January 2010 Archives

Regression discontinuity gallery: R code

| No Comments

A reader who is studying political science at the University of Chicago asked me how I plotted the regression discontinuity simulations in my previous blog entry. Here's a reproducible example for those of you conducting regression discontinuity analyses with Rlogo.jpg:

#Randomly sample from X~N(0, 100) and conveniently use mean cutoff to maximize power and bypass centering.
set.seed(100)
x <- rnorm(200, 0, 10)
z <- ifelse(x<0, 1, 0)
tx <- which(z==1)

#Randomly sample from T~N(50, 100) and specify the regression function.
set.seed(101)
y <- rnorm(200, 50, 10) + 10*z + 0.5*x - 0.025*x^2 #1 σ effect size

#Plot the observations and regression lines.
plot(y ~ x, col=NULL, xlab="Assignment", ylab="Outcome", ylim=c(min(y)-10, max(y)+10))
abline(v=0, lty=2, lwd=2, col="darkgrey")
points(x[tx], y[tx], col="darkgrey", pch=4)
points(x[-tx], y[-tx], col="darkgrey")
curve(50 + 10 + 0.5*x - 0.025*x^2, min(x)-10, 0, add=T, lwd=2)
curve(50 + 0.5*x - 0.025*x^2, 0, max(x)+10, add=T, lwd=2)
title(main="Large effect at cutoff; continuous quadratic relationship\n")
mtext(expression(italic(Y[i]) == 50 + 10*italic(Z[i]) + 0.5*italic(X[i]) - 0.025*italic(X[i])^2 + italic(epsilon[i])), line=.5)

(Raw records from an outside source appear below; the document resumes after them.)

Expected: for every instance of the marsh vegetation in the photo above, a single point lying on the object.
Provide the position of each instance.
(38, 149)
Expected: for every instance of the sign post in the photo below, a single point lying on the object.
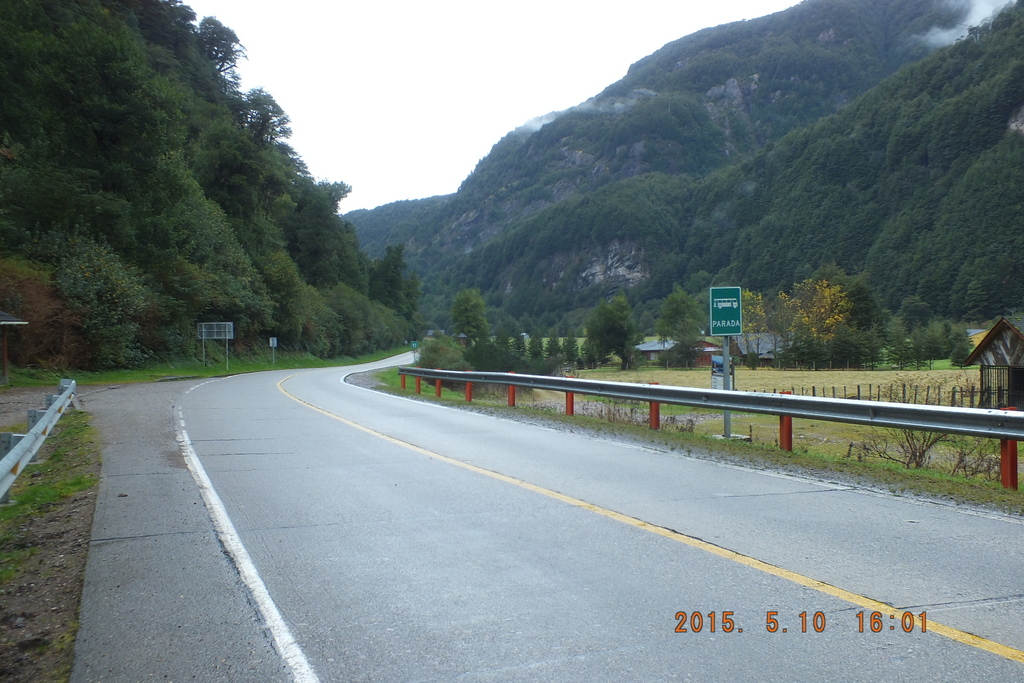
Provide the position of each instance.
(223, 331)
(726, 322)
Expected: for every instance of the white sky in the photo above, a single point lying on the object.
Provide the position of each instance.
(401, 98)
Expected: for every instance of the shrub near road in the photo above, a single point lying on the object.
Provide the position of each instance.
(44, 541)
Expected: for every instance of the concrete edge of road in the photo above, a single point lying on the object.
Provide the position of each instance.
(236, 550)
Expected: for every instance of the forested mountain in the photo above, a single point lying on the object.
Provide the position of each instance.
(141, 190)
(749, 154)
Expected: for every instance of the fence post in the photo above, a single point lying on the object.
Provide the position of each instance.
(785, 430)
(1008, 461)
(655, 414)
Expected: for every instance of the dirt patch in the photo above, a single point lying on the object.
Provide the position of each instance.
(48, 544)
(39, 608)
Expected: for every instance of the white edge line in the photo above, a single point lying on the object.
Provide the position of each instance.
(290, 650)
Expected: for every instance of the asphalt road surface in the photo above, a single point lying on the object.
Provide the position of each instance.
(317, 530)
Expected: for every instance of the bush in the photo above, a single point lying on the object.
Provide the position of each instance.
(442, 353)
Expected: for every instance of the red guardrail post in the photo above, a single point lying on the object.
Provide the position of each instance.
(785, 430)
(1008, 461)
(655, 414)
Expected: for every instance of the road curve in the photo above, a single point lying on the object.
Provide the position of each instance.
(398, 540)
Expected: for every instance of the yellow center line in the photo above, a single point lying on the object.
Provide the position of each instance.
(848, 596)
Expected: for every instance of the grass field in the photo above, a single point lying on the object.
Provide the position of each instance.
(845, 382)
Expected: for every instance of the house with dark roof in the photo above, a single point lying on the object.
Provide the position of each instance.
(765, 345)
(1000, 354)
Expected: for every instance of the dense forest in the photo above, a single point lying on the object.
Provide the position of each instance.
(142, 190)
(753, 154)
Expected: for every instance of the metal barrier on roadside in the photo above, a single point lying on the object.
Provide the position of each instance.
(1006, 425)
(16, 451)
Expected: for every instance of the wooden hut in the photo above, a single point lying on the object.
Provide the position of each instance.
(1000, 354)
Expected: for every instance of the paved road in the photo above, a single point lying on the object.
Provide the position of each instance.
(401, 541)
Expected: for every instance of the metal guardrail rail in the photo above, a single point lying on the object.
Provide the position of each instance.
(16, 451)
(968, 421)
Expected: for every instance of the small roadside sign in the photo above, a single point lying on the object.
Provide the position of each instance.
(726, 311)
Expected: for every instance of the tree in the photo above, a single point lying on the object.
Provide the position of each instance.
(535, 349)
(612, 329)
(554, 347)
(817, 311)
(221, 46)
(469, 316)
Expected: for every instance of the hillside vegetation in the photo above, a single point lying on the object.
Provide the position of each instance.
(755, 154)
(141, 190)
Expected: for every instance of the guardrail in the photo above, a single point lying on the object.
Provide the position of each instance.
(1006, 425)
(16, 451)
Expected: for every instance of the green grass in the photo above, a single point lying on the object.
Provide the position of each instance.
(829, 462)
(215, 367)
(65, 472)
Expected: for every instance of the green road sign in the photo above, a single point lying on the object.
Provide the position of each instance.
(726, 311)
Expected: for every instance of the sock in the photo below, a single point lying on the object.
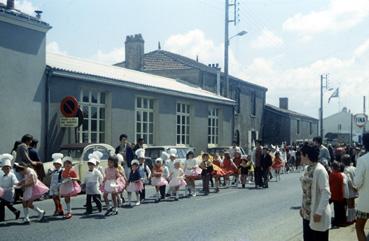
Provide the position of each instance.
(25, 210)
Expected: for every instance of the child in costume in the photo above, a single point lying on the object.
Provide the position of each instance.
(135, 183)
(92, 184)
(7, 182)
(144, 171)
(157, 179)
(69, 186)
(56, 180)
(207, 169)
(177, 179)
(33, 189)
(111, 186)
(192, 172)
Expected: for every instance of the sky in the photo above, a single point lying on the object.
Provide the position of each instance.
(288, 46)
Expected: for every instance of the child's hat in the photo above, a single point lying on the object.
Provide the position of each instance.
(6, 160)
(140, 153)
(159, 160)
(120, 157)
(173, 152)
(135, 162)
(164, 156)
(57, 158)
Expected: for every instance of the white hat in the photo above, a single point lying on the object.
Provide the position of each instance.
(164, 156)
(173, 152)
(135, 162)
(92, 161)
(140, 153)
(6, 159)
(159, 160)
(120, 157)
(57, 158)
(67, 158)
(97, 155)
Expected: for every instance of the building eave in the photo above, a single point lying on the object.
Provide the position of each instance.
(127, 84)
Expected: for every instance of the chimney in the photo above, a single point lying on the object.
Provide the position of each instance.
(135, 51)
(283, 103)
(10, 4)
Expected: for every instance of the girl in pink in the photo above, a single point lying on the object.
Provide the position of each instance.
(69, 186)
(33, 189)
(111, 185)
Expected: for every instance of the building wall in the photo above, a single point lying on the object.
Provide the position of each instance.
(121, 115)
(22, 92)
(305, 133)
(276, 128)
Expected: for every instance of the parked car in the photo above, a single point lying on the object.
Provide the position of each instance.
(154, 152)
(79, 154)
(218, 149)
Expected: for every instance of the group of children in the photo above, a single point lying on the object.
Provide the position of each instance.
(111, 182)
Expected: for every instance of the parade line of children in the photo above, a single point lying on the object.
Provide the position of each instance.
(111, 182)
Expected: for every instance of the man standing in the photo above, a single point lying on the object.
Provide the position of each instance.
(361, 181)
(125, 149)
(257, 161)
(324, 156)
(266, 163)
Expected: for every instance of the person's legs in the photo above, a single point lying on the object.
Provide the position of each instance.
(360, 225)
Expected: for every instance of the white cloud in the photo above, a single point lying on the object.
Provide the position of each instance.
(24, 6)
(267, 39)
(111, 57)
(338, 15)
(54, 47)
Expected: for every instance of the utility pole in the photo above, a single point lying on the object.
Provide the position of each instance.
(322, 86)
(226, 39)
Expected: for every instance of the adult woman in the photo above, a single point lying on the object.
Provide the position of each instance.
(361, 181)
(315, 210)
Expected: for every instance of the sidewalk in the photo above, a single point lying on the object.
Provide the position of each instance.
(345, 234)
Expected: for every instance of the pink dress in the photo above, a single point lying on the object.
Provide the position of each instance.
(37, 190)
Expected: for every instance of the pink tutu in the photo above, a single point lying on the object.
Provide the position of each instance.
(35, 192)
(1, 192)
(121, 184)
(135, 186)
(177, 182)
(158, 181)
(70, 189)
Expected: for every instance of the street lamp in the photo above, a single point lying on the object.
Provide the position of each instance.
(226, 46)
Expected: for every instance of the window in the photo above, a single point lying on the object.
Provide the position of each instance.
(183, 124)
(253, 103)
(93, 108)
(298, 126)
(213, 126)
(145, 119)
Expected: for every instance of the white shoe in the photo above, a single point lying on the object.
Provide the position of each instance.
(26, 221)
(41, 216)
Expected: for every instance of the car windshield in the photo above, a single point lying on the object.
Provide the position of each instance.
(102, 149)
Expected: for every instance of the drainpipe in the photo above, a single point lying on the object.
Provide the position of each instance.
(49, 73)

I prefer to plot lines with curve() instead of predict() when the regression equation is simple. The former only requires coefficients and produces nice smooth curves; the latter requires a data frame and may result in jagged lines but is well-suited for lengthy equations with many interactions. Here's a way to plot fitted lines with parameter estimates from lm():

#Fit a regression discontinuity model.
model <- lm(y ~ z + x + I(x^2))
print(xtable(model), type="html")

Estimate Std. Error t value Pr(> |t|)
(Intercept) 49.5272 1.4028 35.31 0.0000
z 11.1037 2.1343 5.20 0.0000
x 0.5231 0.1173 4.46 0.0000
I(x^2) -0.0311 0.0055 -5.67 0.0000

#Add the fitted lines and legend.
coefs <- coefficients(model)
curve(coefs[1] + coefs[2] + coefs[3]*x + coefs[4]*x^2, min(x)-10, 0, add=T, col="blue")
curve(coefs[1] + coefs[3]*x + coefs[4]*x^2, 0, max(x)+10, add=T, col="blue")
legend("bottomright", bg="white", cex=.75, pt.cex=.75, c("Treatment observation ", "Control observation", "Cutoff", "Population regression line ", "Fitted line"), lty=c(NA, NA, 2, 1, 1), lwd=c(NA, NA, 2, 2, 1), col=c("darkgrey", "darkgrey", "darkgrey", "black", "blue"), pch=c(4, 1, NA, NA, NA))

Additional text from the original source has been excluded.